Explore duplicate and missing data
Description
Provides an integer value for the number of duplicates found within a variable The function accepts an input from a dplyr pipe "%>%" and outputs the results as a tibble.
eg. example_data %>% dup(variable)
Usage
dup(data, var = NULL)
Arguments
| data | The data frame or tibble | 
| var | The variable to assess | 
Value
A tibble with the number and percentage of duplicate values found, and the number of missing values (NA), together with percentages.
Examples
example_data <- dplyr::tibble(id = 1:200, age = round(rnorm(200, mean = 30, sd = 50), digits=0))

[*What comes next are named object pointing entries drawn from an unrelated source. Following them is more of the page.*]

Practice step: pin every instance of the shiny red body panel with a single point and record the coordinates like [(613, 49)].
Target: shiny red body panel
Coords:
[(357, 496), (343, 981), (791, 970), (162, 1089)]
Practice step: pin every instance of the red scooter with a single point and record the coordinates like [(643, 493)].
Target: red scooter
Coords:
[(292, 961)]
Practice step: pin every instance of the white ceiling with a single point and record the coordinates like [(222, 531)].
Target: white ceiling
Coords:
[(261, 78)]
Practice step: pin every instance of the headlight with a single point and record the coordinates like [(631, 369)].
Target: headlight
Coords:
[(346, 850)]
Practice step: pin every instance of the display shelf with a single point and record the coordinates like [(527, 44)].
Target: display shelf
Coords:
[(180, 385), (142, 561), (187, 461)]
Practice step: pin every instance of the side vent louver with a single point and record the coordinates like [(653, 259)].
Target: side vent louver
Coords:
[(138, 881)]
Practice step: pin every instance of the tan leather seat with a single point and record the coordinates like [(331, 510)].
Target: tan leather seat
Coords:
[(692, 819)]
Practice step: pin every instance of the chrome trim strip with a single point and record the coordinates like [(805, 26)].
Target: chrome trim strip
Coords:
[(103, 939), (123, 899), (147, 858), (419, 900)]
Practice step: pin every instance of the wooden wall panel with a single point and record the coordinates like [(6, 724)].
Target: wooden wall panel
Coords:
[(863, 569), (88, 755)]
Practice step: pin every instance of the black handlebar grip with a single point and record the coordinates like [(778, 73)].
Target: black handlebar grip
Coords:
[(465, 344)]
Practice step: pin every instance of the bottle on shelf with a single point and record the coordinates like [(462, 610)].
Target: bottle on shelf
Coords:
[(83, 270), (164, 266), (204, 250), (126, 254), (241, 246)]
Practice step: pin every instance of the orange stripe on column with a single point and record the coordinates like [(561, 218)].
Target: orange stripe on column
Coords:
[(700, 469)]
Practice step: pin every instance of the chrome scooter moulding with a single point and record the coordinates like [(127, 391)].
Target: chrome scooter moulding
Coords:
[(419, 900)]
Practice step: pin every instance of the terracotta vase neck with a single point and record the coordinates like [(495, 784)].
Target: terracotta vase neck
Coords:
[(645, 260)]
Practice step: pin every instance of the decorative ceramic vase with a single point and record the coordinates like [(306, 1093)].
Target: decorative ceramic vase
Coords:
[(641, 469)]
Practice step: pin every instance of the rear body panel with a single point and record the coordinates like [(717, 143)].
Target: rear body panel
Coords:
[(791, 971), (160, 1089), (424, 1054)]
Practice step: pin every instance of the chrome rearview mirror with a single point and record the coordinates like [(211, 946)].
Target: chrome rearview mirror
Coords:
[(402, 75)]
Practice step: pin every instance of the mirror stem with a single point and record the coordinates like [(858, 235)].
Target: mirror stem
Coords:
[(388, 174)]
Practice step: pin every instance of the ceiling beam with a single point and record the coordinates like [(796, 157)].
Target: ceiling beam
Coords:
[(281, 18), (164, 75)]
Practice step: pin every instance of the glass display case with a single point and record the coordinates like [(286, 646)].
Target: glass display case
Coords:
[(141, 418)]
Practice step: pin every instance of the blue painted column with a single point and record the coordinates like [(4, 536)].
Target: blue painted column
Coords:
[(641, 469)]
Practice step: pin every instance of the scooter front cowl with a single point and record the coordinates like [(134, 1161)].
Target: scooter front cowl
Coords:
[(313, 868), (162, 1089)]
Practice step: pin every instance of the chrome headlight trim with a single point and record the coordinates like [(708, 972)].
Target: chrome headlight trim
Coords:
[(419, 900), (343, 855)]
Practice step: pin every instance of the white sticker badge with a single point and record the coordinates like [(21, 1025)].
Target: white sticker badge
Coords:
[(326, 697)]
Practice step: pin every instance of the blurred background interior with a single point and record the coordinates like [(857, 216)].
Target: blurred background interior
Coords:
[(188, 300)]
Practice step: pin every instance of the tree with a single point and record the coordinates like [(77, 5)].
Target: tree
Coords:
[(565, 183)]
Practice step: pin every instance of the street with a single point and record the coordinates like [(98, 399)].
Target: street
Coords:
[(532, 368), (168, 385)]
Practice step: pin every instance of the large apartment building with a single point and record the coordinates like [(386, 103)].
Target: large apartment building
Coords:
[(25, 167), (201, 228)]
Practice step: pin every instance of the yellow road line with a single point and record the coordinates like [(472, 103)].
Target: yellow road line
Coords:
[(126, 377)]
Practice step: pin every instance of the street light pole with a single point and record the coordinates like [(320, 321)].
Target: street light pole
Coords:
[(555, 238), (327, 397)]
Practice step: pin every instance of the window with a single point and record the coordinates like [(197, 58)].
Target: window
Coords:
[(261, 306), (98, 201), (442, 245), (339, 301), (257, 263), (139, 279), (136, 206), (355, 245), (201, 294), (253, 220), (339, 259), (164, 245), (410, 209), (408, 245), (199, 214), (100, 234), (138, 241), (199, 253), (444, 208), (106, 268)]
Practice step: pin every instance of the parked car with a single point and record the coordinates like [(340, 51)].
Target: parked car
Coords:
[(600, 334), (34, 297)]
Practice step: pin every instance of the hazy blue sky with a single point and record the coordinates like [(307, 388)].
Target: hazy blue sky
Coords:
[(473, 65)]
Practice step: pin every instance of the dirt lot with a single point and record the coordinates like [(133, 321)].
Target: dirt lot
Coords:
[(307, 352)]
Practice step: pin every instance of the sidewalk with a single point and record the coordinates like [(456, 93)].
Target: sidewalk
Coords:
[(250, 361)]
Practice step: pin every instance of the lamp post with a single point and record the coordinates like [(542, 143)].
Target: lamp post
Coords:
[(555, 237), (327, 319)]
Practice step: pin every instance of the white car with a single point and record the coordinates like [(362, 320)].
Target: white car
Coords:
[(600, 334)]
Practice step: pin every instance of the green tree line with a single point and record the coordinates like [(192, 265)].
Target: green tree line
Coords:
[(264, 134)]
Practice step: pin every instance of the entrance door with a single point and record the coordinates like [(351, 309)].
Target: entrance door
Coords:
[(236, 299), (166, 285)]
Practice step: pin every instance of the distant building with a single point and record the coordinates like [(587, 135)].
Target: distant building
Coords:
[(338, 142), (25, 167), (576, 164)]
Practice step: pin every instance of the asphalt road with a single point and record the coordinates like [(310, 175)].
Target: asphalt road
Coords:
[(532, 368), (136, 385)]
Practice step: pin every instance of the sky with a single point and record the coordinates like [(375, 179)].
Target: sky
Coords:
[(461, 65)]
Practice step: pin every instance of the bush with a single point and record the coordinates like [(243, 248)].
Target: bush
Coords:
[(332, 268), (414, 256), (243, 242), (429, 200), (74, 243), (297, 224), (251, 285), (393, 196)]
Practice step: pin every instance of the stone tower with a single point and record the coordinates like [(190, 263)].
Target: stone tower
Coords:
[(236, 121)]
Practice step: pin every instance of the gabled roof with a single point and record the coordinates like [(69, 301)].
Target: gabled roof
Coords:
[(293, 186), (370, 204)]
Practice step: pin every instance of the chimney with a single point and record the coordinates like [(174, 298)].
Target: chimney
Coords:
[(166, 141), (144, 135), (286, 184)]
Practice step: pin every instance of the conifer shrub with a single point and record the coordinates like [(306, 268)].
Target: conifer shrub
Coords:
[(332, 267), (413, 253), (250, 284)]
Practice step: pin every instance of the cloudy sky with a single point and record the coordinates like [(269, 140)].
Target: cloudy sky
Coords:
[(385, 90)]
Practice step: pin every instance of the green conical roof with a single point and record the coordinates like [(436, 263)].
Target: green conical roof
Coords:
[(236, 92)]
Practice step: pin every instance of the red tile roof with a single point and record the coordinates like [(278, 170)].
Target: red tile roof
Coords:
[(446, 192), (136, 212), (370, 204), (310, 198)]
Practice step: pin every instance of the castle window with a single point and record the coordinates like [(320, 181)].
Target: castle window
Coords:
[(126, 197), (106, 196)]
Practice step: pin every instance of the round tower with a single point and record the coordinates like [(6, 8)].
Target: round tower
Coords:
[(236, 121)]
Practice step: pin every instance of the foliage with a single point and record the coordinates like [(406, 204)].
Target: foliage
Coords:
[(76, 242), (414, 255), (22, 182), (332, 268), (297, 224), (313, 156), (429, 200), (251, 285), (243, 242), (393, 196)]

example_data$age[sample(1:200, size = 15)] <- NA  # Replace 15 values with missing.
dup(example_data, age)
# It is also possible to pass a whole database to dup and it will explore all variables.
example_data <- dplyr::tibble(age = round(rnorm(200, mean = 30, sd = 50), digits=0),
                              sex = sample(c("Male", "Female"), 200, TRUE),
                              favourite_colour = sample(c("Red", "Blue", "Purple"), 200, TRUE))

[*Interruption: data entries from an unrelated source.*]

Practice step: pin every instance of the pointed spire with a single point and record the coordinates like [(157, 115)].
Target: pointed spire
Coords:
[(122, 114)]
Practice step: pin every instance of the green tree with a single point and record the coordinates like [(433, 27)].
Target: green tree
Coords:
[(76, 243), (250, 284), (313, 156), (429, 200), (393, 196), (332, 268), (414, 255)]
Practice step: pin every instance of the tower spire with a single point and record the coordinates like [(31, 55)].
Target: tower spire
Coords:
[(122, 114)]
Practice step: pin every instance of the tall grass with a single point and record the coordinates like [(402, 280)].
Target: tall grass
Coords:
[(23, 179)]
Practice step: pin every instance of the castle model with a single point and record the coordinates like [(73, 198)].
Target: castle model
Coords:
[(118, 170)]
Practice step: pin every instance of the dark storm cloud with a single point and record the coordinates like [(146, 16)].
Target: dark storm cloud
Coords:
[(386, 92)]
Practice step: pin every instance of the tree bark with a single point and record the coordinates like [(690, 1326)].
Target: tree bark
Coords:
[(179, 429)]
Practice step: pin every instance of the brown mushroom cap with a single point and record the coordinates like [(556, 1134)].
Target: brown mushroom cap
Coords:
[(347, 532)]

example_data$age[sample(1:200, size = 15)] <- NA  # Replace 15 values with missing.
example_data$sex[sample(1:200, size = 32)] <- NA  # Replace 32 values with missing.
dup(example_data)
Create a cross-tabulation of two categorial variables
Description
Creates a "n x n" cross-tabulation of two categorical variables, with row percentages. Includes options for adding frequentist hypothesis testing.
The function accepts an input from a dplyr pipe "%>%" and outputs the results as a tibble.
eg. example_data %>% tab(variable1, variable2)
Usage
tab(data, variable1, variable2, test = "none")
Arguments
| data | The data frame or tibble | 
| variable1 | The first categorical variable | 
| variable2 | The second categorical variable | 
| test | Optional frequentist hypothesis test, use test=exact for Fisher's exact or test=chi for Chi squared | 
Value
A tibble with a cross-tabulation of frequencies and row percentages
Examples
example_data <- dplyr::tibble(id = 1:100, group1 = sample(c("a", "b", "c", "d"),
                                                  size = 100, replace = TRUE),
                                                  group2= sample(c("male", "female"),
                                                  size = 100, replace = TRUE))
example_data$group1[sample(1:100, size = 10)] <- NA  # Replace 10 with missing
tab(example_data, group1, group2)
summary <- tab(example_data, group1, group2) # Save summary statistics as a tibble.
Summarise a categorial variable
Description
Summarises frequencies and percentages for a categorical variable.
The function accepts an input from a dplyr pipe "%>%" and outputs the results as a tibble. eg. example_data %>% tab1(variable)
Usage
tab1(data, variable, dp = 1)
Arguments
| data | The data frame or tibble | 
| variable | The categorical variable you would like to summarise | 
| dp | The number of decimal places for percentages (default=2) | 
Value
A tibble with frequencies and percentages
Examples
example_data <- dplyr::tibble(id = 1:100, group = sample(c("a", "b", "c", "d"),
                                                  size = 100, replace = TRUE))
example_data$group[sample(1:100, size = 10)] <- NA  # Replace 10 with missing
tab1(example_data, group)
summary <- tab1(example_data, group) # Save summary statistics as a tibble.